Molecular evidence suggested that wild pigs could be involved in the natural cycle of A. phagocytophilum in some regions [14-16,21]. The results of sequence analyses suggested that the A. phagocytophilum strain identified in wild pigs might be similar to those causing disease in dogs and humans, thus reinforcing the possible role of pigs in the epidemiology of HGA in these regions [15,38,39].
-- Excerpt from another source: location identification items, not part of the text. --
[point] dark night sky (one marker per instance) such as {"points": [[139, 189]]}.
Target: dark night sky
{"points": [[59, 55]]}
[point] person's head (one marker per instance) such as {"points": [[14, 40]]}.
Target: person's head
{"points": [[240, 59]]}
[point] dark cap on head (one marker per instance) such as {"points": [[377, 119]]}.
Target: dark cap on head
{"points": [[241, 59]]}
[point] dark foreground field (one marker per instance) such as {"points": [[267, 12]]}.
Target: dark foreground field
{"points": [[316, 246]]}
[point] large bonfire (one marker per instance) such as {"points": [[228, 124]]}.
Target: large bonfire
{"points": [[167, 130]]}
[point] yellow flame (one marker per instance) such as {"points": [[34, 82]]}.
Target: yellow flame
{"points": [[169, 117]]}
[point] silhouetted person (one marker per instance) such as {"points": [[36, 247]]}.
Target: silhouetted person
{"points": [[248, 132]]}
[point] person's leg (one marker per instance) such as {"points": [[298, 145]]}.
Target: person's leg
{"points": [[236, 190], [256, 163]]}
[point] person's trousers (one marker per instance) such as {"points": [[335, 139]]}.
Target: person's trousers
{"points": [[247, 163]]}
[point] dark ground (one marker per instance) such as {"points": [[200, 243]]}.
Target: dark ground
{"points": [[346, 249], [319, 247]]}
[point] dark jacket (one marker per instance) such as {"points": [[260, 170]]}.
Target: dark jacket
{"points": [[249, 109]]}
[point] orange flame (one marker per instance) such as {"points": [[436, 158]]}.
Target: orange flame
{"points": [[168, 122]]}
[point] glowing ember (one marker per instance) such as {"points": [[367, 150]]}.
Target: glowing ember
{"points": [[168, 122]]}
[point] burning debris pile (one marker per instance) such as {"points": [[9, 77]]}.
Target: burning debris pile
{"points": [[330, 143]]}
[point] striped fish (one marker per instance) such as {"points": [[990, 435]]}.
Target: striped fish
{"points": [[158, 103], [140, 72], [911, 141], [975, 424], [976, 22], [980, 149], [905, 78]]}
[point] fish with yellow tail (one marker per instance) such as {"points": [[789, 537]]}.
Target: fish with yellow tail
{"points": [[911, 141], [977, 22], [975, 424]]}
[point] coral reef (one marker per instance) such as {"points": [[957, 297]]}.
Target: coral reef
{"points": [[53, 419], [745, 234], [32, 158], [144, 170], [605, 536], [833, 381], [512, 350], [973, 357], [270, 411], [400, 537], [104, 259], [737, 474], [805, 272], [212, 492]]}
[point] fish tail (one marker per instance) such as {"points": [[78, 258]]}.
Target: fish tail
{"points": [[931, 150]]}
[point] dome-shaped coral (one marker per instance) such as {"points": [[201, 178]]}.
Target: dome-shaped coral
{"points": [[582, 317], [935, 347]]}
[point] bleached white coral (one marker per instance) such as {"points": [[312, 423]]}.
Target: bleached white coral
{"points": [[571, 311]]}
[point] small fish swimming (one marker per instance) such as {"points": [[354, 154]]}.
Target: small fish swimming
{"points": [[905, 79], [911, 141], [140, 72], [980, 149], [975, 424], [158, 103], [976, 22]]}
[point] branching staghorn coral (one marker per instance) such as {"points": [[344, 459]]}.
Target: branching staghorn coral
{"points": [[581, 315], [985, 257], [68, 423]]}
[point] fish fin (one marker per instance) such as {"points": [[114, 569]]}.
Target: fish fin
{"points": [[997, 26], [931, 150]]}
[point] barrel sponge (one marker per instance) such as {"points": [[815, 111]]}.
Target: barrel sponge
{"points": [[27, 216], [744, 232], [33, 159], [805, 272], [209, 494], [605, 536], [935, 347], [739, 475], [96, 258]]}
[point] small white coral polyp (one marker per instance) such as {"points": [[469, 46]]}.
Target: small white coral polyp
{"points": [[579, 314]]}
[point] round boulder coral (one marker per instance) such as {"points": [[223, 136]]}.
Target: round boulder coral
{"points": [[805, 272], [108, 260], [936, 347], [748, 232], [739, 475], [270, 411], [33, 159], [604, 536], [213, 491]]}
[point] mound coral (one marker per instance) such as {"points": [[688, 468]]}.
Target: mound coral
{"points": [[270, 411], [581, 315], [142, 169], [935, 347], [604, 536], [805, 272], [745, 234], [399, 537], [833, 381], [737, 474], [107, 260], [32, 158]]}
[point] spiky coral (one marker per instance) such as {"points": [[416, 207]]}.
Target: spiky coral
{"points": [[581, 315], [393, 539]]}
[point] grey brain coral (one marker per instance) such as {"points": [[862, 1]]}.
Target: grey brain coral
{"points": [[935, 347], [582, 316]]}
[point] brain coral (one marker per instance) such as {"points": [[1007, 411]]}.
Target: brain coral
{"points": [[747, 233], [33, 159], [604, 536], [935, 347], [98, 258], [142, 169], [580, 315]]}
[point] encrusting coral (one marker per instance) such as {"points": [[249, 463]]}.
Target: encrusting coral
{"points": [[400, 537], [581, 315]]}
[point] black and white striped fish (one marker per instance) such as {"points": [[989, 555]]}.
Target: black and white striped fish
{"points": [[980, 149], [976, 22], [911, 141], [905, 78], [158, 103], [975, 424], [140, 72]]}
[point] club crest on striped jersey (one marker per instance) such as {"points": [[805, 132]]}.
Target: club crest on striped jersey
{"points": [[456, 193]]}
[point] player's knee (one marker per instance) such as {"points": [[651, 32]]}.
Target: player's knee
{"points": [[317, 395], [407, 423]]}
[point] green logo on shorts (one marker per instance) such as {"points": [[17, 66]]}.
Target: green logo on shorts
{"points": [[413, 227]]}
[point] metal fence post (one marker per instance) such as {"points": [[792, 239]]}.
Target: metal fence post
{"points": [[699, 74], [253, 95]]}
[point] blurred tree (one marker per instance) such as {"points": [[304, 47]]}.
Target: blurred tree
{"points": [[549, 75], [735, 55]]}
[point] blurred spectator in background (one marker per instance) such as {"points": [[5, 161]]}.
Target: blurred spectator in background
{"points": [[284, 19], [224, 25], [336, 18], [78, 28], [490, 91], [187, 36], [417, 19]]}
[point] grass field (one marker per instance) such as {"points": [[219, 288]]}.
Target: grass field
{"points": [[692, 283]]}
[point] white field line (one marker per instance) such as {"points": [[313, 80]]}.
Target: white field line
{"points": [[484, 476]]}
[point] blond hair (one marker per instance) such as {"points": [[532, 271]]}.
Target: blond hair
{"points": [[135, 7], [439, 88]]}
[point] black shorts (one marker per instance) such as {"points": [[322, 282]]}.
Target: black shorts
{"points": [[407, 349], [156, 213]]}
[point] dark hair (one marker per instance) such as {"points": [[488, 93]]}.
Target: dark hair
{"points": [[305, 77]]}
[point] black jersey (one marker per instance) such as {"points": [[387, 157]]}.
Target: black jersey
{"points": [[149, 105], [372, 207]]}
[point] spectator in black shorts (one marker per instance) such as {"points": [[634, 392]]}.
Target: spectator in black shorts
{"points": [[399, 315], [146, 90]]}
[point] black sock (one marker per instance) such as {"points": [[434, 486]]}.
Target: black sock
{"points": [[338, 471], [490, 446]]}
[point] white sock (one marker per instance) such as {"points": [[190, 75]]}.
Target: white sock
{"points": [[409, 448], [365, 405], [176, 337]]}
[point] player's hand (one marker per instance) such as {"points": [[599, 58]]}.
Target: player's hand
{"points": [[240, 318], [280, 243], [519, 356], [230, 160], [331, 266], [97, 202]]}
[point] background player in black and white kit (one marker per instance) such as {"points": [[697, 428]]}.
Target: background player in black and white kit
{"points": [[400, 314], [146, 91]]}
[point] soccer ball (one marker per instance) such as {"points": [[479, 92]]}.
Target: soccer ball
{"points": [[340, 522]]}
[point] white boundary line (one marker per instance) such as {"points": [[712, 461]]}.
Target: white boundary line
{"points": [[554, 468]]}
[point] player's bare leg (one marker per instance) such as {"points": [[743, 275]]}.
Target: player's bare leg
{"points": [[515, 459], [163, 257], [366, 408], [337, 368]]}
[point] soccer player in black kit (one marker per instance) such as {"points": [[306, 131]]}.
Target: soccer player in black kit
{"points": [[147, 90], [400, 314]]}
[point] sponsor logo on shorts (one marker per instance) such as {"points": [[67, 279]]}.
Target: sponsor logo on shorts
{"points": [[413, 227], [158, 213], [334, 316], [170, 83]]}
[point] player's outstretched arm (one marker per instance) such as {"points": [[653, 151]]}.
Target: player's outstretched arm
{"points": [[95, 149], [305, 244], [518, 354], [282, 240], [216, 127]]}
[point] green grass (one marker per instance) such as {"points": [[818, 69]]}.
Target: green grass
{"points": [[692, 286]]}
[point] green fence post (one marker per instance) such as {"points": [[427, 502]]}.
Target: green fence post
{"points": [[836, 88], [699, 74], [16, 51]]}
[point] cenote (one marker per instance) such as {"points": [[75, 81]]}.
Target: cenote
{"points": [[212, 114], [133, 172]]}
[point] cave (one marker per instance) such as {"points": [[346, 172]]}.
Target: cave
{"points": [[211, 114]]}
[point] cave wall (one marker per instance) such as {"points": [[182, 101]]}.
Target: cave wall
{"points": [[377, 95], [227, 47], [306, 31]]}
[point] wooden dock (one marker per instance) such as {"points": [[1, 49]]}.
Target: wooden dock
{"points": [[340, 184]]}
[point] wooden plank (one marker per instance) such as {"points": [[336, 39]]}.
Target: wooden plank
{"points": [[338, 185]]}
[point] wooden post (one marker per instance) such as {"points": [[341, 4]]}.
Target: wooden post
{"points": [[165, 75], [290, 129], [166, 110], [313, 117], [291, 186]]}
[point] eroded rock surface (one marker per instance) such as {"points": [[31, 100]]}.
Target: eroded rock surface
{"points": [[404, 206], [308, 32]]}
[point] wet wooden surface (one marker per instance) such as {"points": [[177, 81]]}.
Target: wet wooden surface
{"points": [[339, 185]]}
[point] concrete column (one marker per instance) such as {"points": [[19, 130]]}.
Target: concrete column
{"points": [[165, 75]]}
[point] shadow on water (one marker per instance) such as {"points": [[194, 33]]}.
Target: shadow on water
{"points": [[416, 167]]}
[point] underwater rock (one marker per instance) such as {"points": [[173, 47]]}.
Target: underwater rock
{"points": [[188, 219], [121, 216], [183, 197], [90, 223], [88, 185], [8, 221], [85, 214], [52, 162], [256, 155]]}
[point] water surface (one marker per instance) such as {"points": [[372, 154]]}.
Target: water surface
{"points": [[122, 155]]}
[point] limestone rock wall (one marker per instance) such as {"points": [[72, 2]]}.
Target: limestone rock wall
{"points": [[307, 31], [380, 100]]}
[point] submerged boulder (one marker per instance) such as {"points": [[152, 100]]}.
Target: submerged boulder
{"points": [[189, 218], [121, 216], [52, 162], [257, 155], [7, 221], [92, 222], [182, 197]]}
The overall effect of A. phagocytophilum on pig gene expression was low as only 4.7% (942/20,201) of the genes analyzed in the microarray were differentially expressed in pathogen-infected animals (P < 0.05) and only 61 genes (0.3%; 61/20,201) showed >2 fold difference between infected and control animals. Interestingly, 9 of the 61 (15%) differentially expressed genes in naturally infected pigs were related to cytoskeleton structure and function. Phagocytosis and autophagy are among the first lines of defense against bacterial infections and require a dramatic rearrangement of the cytoskeleton for internalization of invading microbes [40]. The expression of genes such as GJA1, integrin alpha-8, TSP-4, formin 1, Rho GTPase activating protein 5, keratin associated protein 26–1, calponin 3 and laminin receptor 1 was upregulated, while the expression of cadherin 11 was down regulated in A. phagocytophilum-infected wild pigs, thus suggesting an effect of pathogen infection on cytoskeleton rearrangement. It has been suggested that A. phagocytophilum affects actin reorganization to facilitate cell invasion but reduces neutrophil phagocytosis and subverts autophagy to establish intracellular infection and proliferation [41-43]. Furthermore, a recent study showed that Toll-like receptor signaling usurps components that are traditionally associated with autophagy to increase the efficiency of phagocytosis, thereby providing a link between these two microbial defense mechanisms [44]. Taken together, these results suggested that A. phagocytophilum infection of pigs impacted cytoskeleton rearrangement to promote phagocytosis and autophagy, thus resulting in effective pathogen clearance (Figure 5).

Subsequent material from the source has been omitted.